Socket I/O. Your threads may be waiting a long time before the I/O call with the clients is finished. By setting it up as asynchronous calls, they can handle writing to a socket, put the socket on the TaskQueue, and let another thread handle the callback.

A ThreadPool is a good idea, but I wouldn't burden each thread with multiple clients. Let them read a simple task from the TaskQueue, perform it quickly, and then insert the updated task back into the TaskQueue. Each thread just does a different thing based on some "command" in the task.

Last but not least, is the file binary or compressed? Reducing the size of data to transfer is also a valid optimization.

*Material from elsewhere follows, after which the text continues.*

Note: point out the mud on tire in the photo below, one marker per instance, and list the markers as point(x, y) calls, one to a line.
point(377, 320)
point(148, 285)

I think that what you are looking for in MVC is the responsiveness and concurrency, the "feel" that it acts fast, as found in a lot of MVC applications. That is however due, in part, to the messaging system that MVC uses, and its implementation. (The other parts are that different Views and Controllers can behave concurrently, and that the Model is non-blocking.) MVC in itself guarantees no performance gain.

So I would focus on the underlying patterns, that may even be used by MVC itself: ThreadPools, TaskQueue, and simultaneously asynchronous I/O and caching.

With that in place, I don't see a real use for MVC. MVC is an abstraction for different Views and different Controllers, that show and act upon the Model in different ways. What you have, however, is a lot of the same. So instead of, say, the Model telling each thread or client that it has a file ready, it can just put so many tasks on the queue, and not care about which process handles what exactly. As long as the queue is empty at the end of the process, you're okay.

Anyway, as I said, before you do anything, make sure that you know what the actual bottlenecks are.